Seria meczów bez gola (-->> TUTAJ) i słabsze wyniki FC Barcelony spotęgowały plotki na temat końca Roberta Lewandowskiego w ekipie mistrza Hiszpanii.
Polak wrócił co prawda w wielkim stylu zaliczając dublet w spotkaniu z Deportivo Alaves, co zapewniło Dumie Katalonii zwycięstwo 2:1, ale głosów o jego transferze nie ubyło.
Polak trafił do Barcy latem 2022 roku, a jego umowa jest ważna do czerwca 2026 roku. Czy "Lewy" wypełni kontrakt? Wielką ochotę na jego pozyskanie mają m.in. szejkowie z Arabii Saudyjskiej. Mówi się też o wyjeździe do USA i grze w MLS.
ZOBACZ WIDEO: #dziejesiewsporcie: film obejrzało pół miliona osób. Gwiazdor Realu zachwycił
"Klub ma jasne plany wobec Roberta Lewandowskiego. Liczą na niego w następnym sezonie" - przekazał dziennikarz hiszpańskiego "Sportu" Toni Juanmarti.
Zdradził też, że wszyscy czekają na ewentualną ofertę z Arabii Saudyjskiej. Zarząd Barcy deklaruje jednak, że nie będzie podejmował tego tematu.

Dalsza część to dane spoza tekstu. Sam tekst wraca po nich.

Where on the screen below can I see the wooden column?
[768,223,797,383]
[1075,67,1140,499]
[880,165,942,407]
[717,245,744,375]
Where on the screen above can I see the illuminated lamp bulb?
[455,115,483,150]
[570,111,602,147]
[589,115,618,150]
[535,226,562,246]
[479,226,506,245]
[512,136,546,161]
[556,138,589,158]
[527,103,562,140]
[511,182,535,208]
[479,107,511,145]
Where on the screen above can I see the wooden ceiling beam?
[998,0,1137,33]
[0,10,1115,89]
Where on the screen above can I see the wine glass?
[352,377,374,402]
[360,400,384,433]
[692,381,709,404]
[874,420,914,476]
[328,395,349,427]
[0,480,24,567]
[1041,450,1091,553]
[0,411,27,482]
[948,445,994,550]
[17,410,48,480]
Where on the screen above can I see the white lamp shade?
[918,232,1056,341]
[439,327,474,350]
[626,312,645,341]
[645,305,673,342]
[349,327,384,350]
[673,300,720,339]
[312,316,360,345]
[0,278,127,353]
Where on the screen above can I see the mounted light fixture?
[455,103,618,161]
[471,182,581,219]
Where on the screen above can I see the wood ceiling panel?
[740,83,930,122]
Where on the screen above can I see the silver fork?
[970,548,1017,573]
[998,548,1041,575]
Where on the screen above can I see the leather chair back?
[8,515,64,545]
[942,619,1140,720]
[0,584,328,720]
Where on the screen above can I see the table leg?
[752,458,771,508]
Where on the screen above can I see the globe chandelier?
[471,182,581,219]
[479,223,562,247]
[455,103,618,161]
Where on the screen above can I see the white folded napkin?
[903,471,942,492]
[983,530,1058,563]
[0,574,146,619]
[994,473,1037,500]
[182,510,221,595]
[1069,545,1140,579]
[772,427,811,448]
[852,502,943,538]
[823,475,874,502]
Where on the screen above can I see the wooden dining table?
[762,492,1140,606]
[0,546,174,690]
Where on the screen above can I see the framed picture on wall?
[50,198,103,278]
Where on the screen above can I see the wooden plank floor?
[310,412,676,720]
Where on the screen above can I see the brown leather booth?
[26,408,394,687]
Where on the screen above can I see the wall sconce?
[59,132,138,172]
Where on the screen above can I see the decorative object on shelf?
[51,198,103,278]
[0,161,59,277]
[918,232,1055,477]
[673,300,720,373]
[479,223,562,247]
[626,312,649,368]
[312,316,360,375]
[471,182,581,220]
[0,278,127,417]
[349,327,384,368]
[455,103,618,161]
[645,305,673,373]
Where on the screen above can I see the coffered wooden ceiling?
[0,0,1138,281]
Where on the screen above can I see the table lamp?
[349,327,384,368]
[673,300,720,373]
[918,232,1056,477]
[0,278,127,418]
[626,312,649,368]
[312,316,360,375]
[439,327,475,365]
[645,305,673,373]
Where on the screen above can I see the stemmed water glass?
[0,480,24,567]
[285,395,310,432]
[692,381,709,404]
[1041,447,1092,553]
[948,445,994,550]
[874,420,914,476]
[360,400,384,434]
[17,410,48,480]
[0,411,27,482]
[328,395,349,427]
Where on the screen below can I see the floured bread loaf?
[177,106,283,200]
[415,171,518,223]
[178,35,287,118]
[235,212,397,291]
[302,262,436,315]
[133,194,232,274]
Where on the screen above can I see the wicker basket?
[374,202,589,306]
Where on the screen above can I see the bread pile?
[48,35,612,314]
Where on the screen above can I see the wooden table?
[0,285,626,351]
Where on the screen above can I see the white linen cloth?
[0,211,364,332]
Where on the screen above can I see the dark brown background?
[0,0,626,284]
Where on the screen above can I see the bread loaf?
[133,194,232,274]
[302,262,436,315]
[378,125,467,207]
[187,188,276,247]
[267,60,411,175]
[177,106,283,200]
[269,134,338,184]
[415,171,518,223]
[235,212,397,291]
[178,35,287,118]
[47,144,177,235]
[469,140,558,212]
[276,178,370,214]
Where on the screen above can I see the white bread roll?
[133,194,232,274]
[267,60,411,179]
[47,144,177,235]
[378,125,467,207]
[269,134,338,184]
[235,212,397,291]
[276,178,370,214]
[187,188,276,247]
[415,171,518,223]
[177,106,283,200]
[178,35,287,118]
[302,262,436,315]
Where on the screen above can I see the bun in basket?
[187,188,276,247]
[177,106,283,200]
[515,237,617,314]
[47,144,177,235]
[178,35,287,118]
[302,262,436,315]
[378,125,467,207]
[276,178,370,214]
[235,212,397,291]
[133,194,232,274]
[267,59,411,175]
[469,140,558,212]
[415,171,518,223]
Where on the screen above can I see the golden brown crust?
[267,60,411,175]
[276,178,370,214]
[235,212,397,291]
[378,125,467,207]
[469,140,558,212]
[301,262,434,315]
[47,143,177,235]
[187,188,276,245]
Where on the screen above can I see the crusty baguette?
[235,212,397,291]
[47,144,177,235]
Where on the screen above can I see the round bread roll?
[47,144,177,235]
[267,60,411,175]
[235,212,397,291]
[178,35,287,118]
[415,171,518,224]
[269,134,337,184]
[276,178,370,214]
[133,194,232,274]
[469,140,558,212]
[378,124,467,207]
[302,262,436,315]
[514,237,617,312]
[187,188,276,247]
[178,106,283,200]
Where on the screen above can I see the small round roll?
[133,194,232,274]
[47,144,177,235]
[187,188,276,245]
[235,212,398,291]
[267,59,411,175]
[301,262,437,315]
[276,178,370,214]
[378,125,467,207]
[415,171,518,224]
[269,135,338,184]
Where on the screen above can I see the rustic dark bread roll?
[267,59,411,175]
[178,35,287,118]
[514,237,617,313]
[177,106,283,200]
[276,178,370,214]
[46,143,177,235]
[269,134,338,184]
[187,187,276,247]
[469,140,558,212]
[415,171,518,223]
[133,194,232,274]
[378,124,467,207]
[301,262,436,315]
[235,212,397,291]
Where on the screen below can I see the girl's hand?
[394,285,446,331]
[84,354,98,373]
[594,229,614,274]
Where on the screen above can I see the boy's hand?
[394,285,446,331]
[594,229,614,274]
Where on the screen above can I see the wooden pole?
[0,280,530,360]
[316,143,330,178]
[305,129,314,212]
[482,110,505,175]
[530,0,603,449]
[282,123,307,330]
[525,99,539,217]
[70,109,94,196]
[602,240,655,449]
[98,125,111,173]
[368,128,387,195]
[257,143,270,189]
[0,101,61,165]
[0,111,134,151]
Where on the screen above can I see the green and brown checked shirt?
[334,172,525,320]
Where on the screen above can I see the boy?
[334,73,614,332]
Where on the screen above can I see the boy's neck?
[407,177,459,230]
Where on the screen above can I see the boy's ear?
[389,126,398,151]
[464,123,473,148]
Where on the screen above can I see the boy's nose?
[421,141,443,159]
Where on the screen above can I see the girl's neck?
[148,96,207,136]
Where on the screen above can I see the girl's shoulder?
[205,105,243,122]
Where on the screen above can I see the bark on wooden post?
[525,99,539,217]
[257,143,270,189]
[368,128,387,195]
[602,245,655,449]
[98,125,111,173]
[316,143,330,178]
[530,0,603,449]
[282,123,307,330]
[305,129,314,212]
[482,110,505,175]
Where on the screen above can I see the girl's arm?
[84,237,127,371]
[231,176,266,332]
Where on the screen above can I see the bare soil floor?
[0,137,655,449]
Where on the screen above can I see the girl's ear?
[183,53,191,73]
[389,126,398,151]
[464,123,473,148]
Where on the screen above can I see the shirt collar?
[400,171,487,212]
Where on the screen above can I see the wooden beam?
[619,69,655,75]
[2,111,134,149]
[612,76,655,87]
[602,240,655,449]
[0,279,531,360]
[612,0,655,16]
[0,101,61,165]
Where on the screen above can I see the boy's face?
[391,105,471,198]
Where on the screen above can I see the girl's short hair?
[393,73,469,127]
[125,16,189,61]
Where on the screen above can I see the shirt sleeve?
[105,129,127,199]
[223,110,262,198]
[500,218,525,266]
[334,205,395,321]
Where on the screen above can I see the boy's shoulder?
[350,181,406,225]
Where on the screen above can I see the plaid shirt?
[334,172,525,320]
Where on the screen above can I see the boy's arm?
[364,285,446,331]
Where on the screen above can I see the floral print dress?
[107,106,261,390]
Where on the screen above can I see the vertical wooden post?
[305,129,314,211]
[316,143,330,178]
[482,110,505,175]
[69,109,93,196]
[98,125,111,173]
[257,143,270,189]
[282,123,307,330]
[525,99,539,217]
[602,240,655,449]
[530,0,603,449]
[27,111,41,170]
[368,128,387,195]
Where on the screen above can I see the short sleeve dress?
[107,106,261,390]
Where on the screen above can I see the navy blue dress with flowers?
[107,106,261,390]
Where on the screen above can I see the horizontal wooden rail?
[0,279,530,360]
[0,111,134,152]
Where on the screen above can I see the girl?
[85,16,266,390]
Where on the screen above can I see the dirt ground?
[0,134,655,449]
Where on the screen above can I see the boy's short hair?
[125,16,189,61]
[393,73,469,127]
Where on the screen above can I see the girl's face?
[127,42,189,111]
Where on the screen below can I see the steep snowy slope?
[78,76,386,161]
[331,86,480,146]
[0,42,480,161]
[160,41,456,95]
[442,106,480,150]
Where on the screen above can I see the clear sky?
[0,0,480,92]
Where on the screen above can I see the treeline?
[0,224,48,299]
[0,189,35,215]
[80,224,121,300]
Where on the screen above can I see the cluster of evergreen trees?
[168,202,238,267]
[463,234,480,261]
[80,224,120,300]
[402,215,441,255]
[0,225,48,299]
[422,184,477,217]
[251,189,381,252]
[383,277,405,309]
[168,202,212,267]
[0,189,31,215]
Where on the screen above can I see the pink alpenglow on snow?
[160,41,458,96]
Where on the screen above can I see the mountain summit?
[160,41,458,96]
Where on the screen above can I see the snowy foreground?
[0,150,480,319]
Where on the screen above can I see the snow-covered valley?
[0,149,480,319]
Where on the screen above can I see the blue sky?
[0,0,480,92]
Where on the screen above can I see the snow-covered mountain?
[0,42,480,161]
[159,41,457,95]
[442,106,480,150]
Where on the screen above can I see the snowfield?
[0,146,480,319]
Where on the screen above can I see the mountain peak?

Jak pisze Juanmartii, trzeba jednak uważać na to, co zrobią w Arabii Saudyjskiej. Bo co, jeżeli szejkowie by "oszaleli i Lewandowski dał się uwieść możliwemu kosmicznemu kontraktowi".
Wątek zakończył tym, że w Barcelonie "na chwilę obecną za bardzo cenią sobie wkład Polaka w grę, żeby się go pozbywać".
Lewandowski już w pierwszym sezonie gry dla Barcelony pomógł jej odzyskać - po czterech latach - tytuł mistrza kraju, a sam został królem strzelców La Liga. W tym sezonie w 14 występach we wszystkich rozgrywkach zaliczył osiem goli i cztery asysty.